The garage incident followed a live gig at the Gillibrand Arms by my piss poor teen band Eat Me. The night was crammed with quality entertainment, from the ambling tunelessness of my band, through the three ball juggling skills of Dr. J. Cruyff (M.D.) to the stand up comedy routine of Neil, wasted on "some chemical substance" (in the words of my father) while wearing a kilt. Although you have often amused me with your drunken ranting Mr. D., I'm afraid this was not one of your wittiest performances, the funniest line I can remember being "lets get the police down the front and give them a kicking." Not classic stuff, I think you'll agree.



Paint Factory

 

Working with the likes of Danny [convicted for hitting someone over the head with a scaffolding pole] and Bobby [convicted for punching someone standing the other side of a closed window for "looking at him funny"] improved my skills at dealing with people no end.

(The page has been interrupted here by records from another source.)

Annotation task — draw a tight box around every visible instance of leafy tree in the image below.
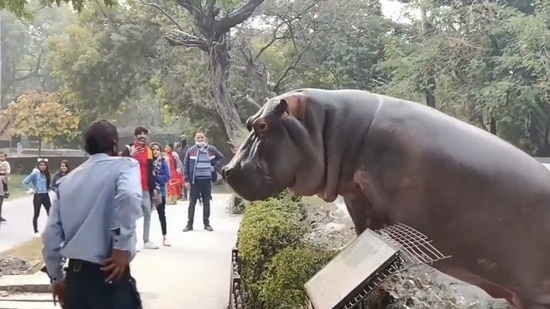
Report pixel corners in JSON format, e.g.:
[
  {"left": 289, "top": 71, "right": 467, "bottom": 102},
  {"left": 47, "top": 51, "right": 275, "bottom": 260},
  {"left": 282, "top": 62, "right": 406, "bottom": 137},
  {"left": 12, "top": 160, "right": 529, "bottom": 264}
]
[
  {"left": 47, "top": 5, "right": 161, "bottom": 126},
  {"left": 1, "top": 92, "right": 79, "bottom": 155}
]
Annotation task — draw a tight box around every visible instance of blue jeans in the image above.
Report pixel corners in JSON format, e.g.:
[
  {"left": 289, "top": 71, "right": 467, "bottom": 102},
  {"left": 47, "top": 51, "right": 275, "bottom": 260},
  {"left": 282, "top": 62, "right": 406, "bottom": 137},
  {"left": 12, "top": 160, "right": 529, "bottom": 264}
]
[{"left": 63, "top": 260, "right": 142, "bottom": 309}]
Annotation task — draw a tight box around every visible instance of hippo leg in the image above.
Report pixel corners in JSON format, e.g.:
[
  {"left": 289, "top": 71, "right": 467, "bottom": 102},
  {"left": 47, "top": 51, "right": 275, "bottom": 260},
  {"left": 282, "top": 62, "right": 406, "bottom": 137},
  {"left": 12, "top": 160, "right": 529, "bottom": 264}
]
[
  {"left": 343, "top": 190, "right": 385, "bottom": 235},
  {"left": 441, "top": 267, "right": 528, "bottom": 309}
]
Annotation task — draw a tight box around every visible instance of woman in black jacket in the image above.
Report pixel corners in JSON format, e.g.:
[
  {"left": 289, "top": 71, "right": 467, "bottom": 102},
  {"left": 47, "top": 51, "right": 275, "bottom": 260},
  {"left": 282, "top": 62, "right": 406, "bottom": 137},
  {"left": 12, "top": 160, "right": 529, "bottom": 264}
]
[{"left": 50, "top": 160, "right": 71, "bottom": 192}]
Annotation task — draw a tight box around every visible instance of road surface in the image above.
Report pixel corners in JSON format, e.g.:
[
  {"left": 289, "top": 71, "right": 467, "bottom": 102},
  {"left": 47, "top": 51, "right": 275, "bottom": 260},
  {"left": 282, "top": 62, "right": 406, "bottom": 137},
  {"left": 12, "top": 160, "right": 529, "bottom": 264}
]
[
  {"left": 0, "top": 197, "right": 47, "bottom": 252},
  {"left": 0, "top": 194, "right": 240, "bottom": 309}
]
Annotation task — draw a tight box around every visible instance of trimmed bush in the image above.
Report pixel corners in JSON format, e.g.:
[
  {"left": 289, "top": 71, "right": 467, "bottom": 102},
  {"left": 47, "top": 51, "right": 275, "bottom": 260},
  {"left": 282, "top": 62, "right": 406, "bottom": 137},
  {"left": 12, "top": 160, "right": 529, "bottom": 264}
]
[
  {"left": 237, "top": 192, "right": 333, "bottom": 309},
  {"left": 260, "top": 246, "right": 334, "bottom": 309},
  {"left": 227, "top": 195, "right": 245, "bottom": 215},
  {"left": 237, "top": 192, "right": 308, "bottom": 309}
]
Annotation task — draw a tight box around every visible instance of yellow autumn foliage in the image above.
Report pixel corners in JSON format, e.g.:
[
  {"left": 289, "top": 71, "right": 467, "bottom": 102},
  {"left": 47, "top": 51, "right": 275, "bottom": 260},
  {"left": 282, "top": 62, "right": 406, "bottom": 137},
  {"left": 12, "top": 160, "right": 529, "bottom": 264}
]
[{"left": 1, "top": 91, "right": 79, "bottom": 143}]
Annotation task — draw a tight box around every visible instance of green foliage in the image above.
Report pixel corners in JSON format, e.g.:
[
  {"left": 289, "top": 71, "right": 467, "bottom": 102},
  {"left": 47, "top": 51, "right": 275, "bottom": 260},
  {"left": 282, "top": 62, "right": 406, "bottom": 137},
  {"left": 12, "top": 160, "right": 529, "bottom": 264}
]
[
  {"left": 0, "top": 0, "right": 117, "bottom": 19},
  {"left": 238, "top": 197, "right": 308, "bottom": 308},
  {"left": 238, "top": 192, "right": 333, "bottom": 309},
  {"left": 260, "top": 246, "right": 334, "bottom": 309},
  {"left": 227, "top": 195, "right": 246, "bottom": 215},
  {"left": 48, "top": 5, "right": 160, "bottom": 125}
]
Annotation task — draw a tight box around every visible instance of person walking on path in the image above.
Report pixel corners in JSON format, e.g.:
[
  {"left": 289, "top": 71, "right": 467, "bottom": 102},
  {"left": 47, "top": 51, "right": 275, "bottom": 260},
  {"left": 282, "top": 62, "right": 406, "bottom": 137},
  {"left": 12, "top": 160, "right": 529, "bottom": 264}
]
[
  {"left": 176, "top": 135, "right": 188, "bottom": 201},
  {"left": 149, "top": 143, "right": 171, "bottom": 247},
  {"left": 164, "top": 144, "right": 184, "bottom": 205},
  {"left": 183, "top": 132, "right": 224, "bottom": 232},
  {"left": 0, "top": 152, "right": 11, "bottom": 222},
  {"left": 23, "top": 158, "right": 52, "bottom": 237},
  {"left": 42, "top": 120, "right": 143, "bottom": 309},
  {"left": 51, "top": 160, "right": 71, "bottom": 192},
  {"left": 122, "top": 127, "right": 159, "bottom": 249}
]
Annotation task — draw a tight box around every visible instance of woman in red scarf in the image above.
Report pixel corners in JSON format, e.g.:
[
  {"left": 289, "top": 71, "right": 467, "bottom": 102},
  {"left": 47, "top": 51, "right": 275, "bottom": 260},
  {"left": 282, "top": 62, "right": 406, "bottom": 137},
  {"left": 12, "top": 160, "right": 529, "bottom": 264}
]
[{"left": 164, "top": 144, "right": 184, "bottom": 205}]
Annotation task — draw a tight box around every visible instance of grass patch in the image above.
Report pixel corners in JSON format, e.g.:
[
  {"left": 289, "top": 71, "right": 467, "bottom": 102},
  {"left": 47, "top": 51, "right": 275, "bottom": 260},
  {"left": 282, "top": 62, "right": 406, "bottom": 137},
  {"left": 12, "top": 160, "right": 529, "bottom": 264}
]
[
  {"left": 0, "top": 237, "right": 44, "bottom": 274},
  {"left": 8, "top": 174, "right": 27, "bottom": 200}
]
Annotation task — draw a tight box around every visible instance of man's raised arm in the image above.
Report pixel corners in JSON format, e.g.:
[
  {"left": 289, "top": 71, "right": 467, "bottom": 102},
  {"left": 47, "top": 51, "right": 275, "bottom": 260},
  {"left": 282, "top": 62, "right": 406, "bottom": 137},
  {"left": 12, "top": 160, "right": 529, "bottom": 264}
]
[{"left": 111, "top": 158, "right": 143, "bottom": 254}]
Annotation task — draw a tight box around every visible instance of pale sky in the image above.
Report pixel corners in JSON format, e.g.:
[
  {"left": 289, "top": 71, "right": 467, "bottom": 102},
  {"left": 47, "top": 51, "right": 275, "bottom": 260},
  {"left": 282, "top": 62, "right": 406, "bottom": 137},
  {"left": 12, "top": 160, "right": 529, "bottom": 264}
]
[{"left": 380, "top": 0, "right": 419, "bottom": 22}]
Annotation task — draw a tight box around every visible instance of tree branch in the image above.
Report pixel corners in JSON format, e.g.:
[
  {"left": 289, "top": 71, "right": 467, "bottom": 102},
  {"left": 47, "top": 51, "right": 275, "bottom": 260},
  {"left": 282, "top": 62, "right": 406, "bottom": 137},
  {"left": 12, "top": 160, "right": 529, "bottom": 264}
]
[
  {"left": 216, "top": 0, "right": 264, "bottom": 35},
  {"left": 176, "top": 0, "right": 203, "bottom": 23},
  {"left": 164, "top": 29, "right": 208, "bottom": 52},
  {"left": 13, "top": 47, "right": 45, "bottom": 82},
  {"left": 273, "top": 40, "right": 313, "bottom": 93},
  {"left": 139, "top": 1, "right": 187, "bottom": 31}
]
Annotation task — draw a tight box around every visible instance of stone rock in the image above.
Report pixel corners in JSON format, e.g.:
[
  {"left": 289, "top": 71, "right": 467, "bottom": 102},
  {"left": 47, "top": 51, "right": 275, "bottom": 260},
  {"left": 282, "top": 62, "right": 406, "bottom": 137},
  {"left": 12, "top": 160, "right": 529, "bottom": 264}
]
[
  {"left": 0, "top": 256, "right": 36, "bottom": 276},
  {"left": 306, "top": 199, "right": 513, "bottom": 309}
]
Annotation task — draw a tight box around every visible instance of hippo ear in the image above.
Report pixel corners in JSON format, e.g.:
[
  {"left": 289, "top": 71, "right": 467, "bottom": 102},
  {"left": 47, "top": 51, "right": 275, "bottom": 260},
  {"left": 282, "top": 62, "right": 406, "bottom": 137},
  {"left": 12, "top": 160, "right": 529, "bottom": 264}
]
[
  {"left": 246, "top": 105, "right": 265, "bottom": 132},
  {"left": 275, "top": 99, "right": 288, "bottom": 115}
]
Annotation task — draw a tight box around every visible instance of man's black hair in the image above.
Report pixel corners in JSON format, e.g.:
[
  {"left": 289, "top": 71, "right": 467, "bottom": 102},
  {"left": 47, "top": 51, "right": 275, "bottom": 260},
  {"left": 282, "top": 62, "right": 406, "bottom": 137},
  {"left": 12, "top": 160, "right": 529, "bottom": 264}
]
[
  {"left": 134, "top": 127, "right": 149, "bottom": 136},
  {"left": 84, "top": 120, "right": 118, "bottom": 155}
]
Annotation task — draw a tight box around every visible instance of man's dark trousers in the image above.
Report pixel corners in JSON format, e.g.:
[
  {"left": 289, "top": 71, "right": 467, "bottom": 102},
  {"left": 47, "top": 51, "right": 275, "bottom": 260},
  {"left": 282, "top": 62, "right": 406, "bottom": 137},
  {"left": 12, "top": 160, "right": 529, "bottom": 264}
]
[
  {"left": 187, "top": 179, "right": 212, "bottom": 227},
  {"left": 63, "top": 260, "right": 143, "bottom": 309}
]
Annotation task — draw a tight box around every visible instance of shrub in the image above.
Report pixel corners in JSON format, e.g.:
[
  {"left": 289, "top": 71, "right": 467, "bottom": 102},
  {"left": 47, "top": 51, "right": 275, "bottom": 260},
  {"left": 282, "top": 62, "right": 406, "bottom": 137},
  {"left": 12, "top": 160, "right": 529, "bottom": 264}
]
[
  {"left": 260, "top": 246, "right": 334, "bottom": 309},
  {"left": 237, "top": 194, "right": 309, "bottom": 309},
  {"left": 226, "top": 195, "right": 245, "bottom": 215}
]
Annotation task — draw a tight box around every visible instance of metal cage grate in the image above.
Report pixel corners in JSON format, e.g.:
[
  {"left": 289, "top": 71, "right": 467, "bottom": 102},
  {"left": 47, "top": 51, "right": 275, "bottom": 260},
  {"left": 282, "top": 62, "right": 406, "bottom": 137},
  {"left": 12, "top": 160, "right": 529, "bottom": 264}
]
[{"left": 375, "top": 223, "right": 450, "bottom": 269}]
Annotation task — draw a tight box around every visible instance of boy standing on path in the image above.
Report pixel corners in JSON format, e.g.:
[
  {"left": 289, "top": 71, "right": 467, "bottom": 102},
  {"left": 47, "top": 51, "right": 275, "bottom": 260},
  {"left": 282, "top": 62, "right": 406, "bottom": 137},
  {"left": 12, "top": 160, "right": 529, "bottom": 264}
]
[
  {"left": 183, "top": 132, "right": 223, "bottom": 232},
  {"left": 122, "top": 127, "right": 159, "bottom": 249}
]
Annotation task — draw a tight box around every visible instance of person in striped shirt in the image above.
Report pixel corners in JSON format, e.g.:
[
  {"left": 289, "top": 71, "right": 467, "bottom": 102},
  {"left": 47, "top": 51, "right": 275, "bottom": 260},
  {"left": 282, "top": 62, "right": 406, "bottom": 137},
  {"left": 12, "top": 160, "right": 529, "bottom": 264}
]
[{"left": 183, "top": 132, "right": 224, "bottom": 232}]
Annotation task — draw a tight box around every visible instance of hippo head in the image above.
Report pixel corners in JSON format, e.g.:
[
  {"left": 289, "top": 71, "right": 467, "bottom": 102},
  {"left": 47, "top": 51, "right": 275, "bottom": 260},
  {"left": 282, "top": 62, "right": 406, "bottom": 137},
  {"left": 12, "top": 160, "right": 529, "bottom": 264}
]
[{"left": 222, "top": 92, "right": 324, "bottom": 201}]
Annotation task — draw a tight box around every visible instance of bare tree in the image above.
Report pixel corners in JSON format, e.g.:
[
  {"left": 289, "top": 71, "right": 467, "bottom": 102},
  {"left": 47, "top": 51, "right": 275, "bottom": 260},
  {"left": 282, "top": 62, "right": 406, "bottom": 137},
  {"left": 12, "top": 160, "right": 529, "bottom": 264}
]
[{"left": 142, "top": 0, "right": 264, "bottom": 145}]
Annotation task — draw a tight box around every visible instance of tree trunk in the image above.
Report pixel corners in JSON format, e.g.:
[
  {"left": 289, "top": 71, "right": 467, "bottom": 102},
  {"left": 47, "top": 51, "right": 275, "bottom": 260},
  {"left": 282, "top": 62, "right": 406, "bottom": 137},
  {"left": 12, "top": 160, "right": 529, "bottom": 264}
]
[
  {"left": 38, "top": 135, "right": 42, "bottom": 158},
  {"left": 209, "top": 38, "right": 246, "bottom": 145},
  {"left": 420, "top": 6, "right": 437, "bottom": 109}
]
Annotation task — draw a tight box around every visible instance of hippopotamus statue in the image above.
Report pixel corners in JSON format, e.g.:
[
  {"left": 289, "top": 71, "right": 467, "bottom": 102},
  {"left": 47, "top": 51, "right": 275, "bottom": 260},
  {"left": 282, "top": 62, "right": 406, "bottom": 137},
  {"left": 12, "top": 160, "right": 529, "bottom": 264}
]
[{"left": 222, "top": 89, "right": 550, "bottom": 309}]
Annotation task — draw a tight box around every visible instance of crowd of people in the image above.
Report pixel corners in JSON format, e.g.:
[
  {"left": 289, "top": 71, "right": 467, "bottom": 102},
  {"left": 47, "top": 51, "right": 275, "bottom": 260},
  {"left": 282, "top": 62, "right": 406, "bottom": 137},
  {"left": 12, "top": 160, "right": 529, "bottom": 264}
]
[
  {"left": 32, "top": 121, "right": 224, "bottom": 309},
  {"left": 0, "top": 122, "right": 224, "bottom": 243}
]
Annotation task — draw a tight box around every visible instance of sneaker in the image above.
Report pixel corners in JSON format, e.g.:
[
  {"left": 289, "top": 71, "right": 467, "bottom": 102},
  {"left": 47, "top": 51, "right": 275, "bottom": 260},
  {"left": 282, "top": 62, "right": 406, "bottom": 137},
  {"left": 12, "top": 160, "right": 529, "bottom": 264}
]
[{"left": 143, "top": 241, "right": 159, "bottom": 250}]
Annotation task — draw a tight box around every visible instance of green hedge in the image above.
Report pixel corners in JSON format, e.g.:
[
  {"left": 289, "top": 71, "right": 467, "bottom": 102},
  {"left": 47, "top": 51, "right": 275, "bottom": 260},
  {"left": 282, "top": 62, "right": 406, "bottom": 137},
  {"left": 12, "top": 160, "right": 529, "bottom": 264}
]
[
  {"left": 242, "top": 193, "right": 336, "bottom": 309},
  {"left": 260, "top": 246, "right": 334, "bottom": 309}
]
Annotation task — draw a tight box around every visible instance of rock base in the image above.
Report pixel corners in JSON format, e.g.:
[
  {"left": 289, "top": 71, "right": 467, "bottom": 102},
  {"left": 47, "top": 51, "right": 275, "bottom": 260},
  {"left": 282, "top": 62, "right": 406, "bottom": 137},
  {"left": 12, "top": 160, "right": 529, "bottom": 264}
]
[{"left": 307, "top": 201, "right": 513, "bottom": 309}]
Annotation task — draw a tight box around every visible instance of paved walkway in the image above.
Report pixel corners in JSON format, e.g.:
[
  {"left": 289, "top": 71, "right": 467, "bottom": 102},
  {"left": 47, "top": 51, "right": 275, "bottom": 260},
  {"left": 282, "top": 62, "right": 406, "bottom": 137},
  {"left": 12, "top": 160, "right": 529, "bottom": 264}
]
[
  {"left": 0, "top": 197, "right": 47, "bottom": 252},
  {"left": 0, "top": 194, "right": 240, "bottom": 309}
]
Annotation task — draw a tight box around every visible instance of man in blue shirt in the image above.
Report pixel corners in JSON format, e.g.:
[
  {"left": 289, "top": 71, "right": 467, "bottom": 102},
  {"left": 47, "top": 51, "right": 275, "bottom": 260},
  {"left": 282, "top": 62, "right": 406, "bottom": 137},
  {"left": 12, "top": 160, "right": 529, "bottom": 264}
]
[
  {"left": 42, "top": 120, "right": 142, "bottom": 309},
  {"left": 183, "top": 132, "right": 223, "bottom": 232}
]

One example would be when I unwisely went for a night out with them. We were thrown out of the first pub we entered in under 5 minutes. Later in the evening the playful tykes decided to smash open the juke box in another establishment as we were leaving and steal the Sex Pistols Never Mind the Bollox CD. They then went to tell the bouncer that they had witnessed this crime and gave him my description.

I was by now at the next pub waiting to be served. The next thing I knew I was grabbed from behind by a psychotic looking bouncer. He accused me of the act vandalism and demanded that I turn out my pockets. I thought about refusing on the grounds that I knew my rights but something about the menacing glare in his eyes persuaded me not to. I handed over my jacket which he proceeded to search unsuccessfully. (Thankfully they didn't have the brains to actually plant the CD on me).My jacket was thrust back into my chest and Mr Psycho turned to leave.

Feeling somewhat more confident and realising I had looked a bit soft while there were ladies present I called after him "Oh don't bother apologising!". To my dismay the departing figure, stopped, turned around and walked back towards me. Something about his manner convinced me it was not to deliver the apology. Instead he pushed his face into mine and growled "I don't apologise to scum like you". I bravely decide no to pursue the matter any further. I turned around to see a gathering of my laughing work mates on the other side of the bar.